Les blocs du scalp peuvent réduire la douleur jusqu'à 48 heures (0 à 6 heures, DM -0,98, IC à 95 % -1,66 à -0,3, 10 études, 414 participants ; 12 heures, DM -0,95, IC à 95 % -1,53 à -0,37, 8 études, 294 participants ; 24 heures, DM -0.78, IC à 95 % -1,52 à -0,05, 9 études, 433 participants, toutes des preuves de qualité inférieure ; 48 heures, DM -1,34, 95 % IC -2,57 à -0,11, 4 études, 135 participants, preuves de très faible qualité). Si l'on exclut les études présentant un risque élevé de biais, la significativité persiste à 12 heures seulement. Les blocs du scalp peuvent diminuer les besoins supplémentaires en analgésie (DMS -1,11, IC à 95 % -1,97 à -0,25, 7 études, 314 participants). Les résultats pour les autres critères de jugement étaient imprécis (nausées et vomissements RR 0,66, IC à 95 % 0,33 à 1,32, 4 études, 165 participants, preuves de très faible qualité).

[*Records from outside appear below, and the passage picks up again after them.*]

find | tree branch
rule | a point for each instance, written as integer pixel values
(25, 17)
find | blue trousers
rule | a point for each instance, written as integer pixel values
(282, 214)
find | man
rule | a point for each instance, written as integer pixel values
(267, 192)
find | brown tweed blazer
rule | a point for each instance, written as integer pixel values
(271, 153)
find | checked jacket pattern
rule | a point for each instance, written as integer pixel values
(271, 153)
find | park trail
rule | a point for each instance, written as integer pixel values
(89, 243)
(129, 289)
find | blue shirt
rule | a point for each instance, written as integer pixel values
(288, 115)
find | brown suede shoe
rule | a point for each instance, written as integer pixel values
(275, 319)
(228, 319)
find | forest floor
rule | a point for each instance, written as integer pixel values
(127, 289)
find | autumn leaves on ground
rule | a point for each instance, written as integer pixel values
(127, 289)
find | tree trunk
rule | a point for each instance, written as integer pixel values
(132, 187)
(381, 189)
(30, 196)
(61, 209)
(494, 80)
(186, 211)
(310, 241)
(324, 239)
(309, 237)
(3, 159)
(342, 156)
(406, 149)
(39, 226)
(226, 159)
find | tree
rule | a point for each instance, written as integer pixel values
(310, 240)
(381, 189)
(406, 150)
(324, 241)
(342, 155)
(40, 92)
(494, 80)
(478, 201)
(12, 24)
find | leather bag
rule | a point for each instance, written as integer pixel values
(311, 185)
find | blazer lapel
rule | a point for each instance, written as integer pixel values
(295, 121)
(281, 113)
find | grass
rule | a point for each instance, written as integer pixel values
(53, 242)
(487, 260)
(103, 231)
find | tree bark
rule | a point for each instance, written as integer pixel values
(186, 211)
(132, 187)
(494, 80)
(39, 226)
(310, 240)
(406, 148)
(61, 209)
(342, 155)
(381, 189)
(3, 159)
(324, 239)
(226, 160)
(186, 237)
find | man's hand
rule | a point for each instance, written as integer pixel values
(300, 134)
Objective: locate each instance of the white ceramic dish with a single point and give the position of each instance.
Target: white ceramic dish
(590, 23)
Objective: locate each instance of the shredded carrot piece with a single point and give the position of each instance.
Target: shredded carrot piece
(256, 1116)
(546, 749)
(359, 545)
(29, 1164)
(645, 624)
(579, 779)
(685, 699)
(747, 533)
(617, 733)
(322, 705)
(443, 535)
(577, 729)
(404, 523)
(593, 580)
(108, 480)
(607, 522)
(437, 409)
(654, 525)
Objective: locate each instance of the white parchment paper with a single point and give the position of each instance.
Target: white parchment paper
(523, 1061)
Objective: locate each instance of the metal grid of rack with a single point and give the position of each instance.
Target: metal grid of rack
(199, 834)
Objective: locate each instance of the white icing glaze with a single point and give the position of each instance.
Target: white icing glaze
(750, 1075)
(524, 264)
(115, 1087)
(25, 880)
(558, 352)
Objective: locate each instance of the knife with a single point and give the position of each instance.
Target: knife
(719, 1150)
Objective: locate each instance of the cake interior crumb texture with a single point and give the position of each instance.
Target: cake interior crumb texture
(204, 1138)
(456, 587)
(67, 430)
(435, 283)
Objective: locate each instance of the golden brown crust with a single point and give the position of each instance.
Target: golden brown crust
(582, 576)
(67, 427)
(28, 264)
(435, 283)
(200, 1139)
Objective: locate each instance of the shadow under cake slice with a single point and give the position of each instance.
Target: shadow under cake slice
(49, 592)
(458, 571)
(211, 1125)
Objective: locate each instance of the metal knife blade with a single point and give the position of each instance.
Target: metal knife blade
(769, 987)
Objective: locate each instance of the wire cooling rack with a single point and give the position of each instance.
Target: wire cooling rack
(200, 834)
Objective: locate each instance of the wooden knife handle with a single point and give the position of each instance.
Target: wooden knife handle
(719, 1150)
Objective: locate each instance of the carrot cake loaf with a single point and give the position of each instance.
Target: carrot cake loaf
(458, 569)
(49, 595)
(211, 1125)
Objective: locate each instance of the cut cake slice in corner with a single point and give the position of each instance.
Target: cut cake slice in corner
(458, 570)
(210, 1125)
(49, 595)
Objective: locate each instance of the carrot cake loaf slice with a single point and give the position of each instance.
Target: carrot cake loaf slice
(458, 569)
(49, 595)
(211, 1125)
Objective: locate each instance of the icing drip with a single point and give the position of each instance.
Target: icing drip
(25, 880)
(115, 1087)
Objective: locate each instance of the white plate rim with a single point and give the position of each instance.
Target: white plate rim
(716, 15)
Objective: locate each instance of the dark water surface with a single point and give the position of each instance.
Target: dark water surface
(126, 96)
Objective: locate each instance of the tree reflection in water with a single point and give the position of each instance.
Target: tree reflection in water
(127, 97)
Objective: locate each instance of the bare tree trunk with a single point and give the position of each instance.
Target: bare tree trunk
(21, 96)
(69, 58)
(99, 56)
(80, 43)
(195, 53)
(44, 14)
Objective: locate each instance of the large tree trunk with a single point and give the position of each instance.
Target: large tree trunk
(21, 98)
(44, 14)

L'infiltration du cuir chevelu peut réduire la douleur postopératoire, mais l'efficacité n'était pas constante, avec un effet significatif après 12 et 48 heures seulement (12 heures, DM -0,71, IC à 95 % -1,34 à -0,08, 7 études, 309 participants, données de faible qualité ; 48 heures, DM -1,09, IC à 95 % -2,13 à -0,06, 3 études, 128 participants, preuves de qualité moyenne). Aucun bénéfice n'a été observé à d'autres temps de mesure (0 à 6 heures, DM -0,64, IC à 95 % -1,28 à -0,00, 9 études, 475 participants, preuves de qualité moyenne ; 24 heures, DM -0,39, IC à 95 % -1,06 à 0,27,6 études, 260 participants, preuves de faible qualité. L'infiltration du cuir chevelu peut réduire les besoins supplémentaires en analgésie (DM -9,56 mg, IC à 95 % -15,64 à -3,49, 6 études, 345 participants, preuves de très faible qualité). Lorsque les études à risque élevé de biais ont été exclues, l'infiltration du cuir chevelu a perdu le bénéfice sur la réduction de la douleur après 12 heures et les effets sur les besoins analgésiques supplémentaires, mais a conservé le bénéfice de réduction de la douleur après 48 heures (DM -0,56, IC à 95 % -1,20 à -0,32, 2 études, 100 participants, preuves de très faible qualité). Les résultats pour les autres critères de jugement étaient imprécis (nausées et vomissements, RR 0,74, IC à 95 % 0,48 à 1,41, 4 études, 318 participants, preuves de faible qualité).

La prégabaline ou la gabapentine peut réduire la douleur jusqu'à 6 heures (2 études, 202 participants), DM -1,15, IC à 95% -1,66 à -0,6, 2 études, 202 participants, preuves de faible qualité). Une étude a examiné l'efficacité des analgésiques à 12 heures et a montré un bénéfice significatif. Aucune efficacité analgésique n'a été démontrée au-delà des 12 heures (24 heures, DM -0,29, IC à 95 % -0,78 à -0,19 ; 48 heures, DM - 0,06, IC à 95 % -0,86 à 0,77, 2 études, 202 participants, preuves de faible qualité). Les besoins supplémentaires en analgésie n'étaient pas significativement diminués (DM -0,37 (IC à 95 % : IC -1,10 à 0,35, 3 études, 234 participants, preuves de faible qualité). Le risque de nausées et de vomissements a été significativement réduit (RR 0,51, IC à 95 % : 0,29 à 0,89, 3 études, 273 participants, preuves de faible qualité). Les résultats pour d'autres critère de jugement étaient imprécis (besoins supplémentaires en antalgiques) : DM -0,37, IC à 95 % -1,10 à 0,35, 3 études, 234 participants, données de faible qualité).

L'acétaminophène n'a présenté aucun avantage analgésique (0 à 6 heures, DM -0,35, IC à 95 % -1,00 à 0,30 ; 12 heures, DM -0,51, IC à 95 % -1,04 à 0,03, 3 études, 332 participants, preuves de qualité moyenne ; 24 heures, DM -0,34, IC à 95 % -1,20 à 0,52, 4 études, 439 participants, preuves de bonne qualité). Les résultats pour les autres critères de jugement sont demeurés imprécis (besoins additionnels en analgésie, DM 0,07, IC à 95 % -0,86 à 0,99, 4 études, 459 participants, preuves de haute qualité ; durée des hospitalisations, DM -3,71, IC à 95 % -14,12 à 6,7, 2 études, 335 participants, preuves de qualité moyenne).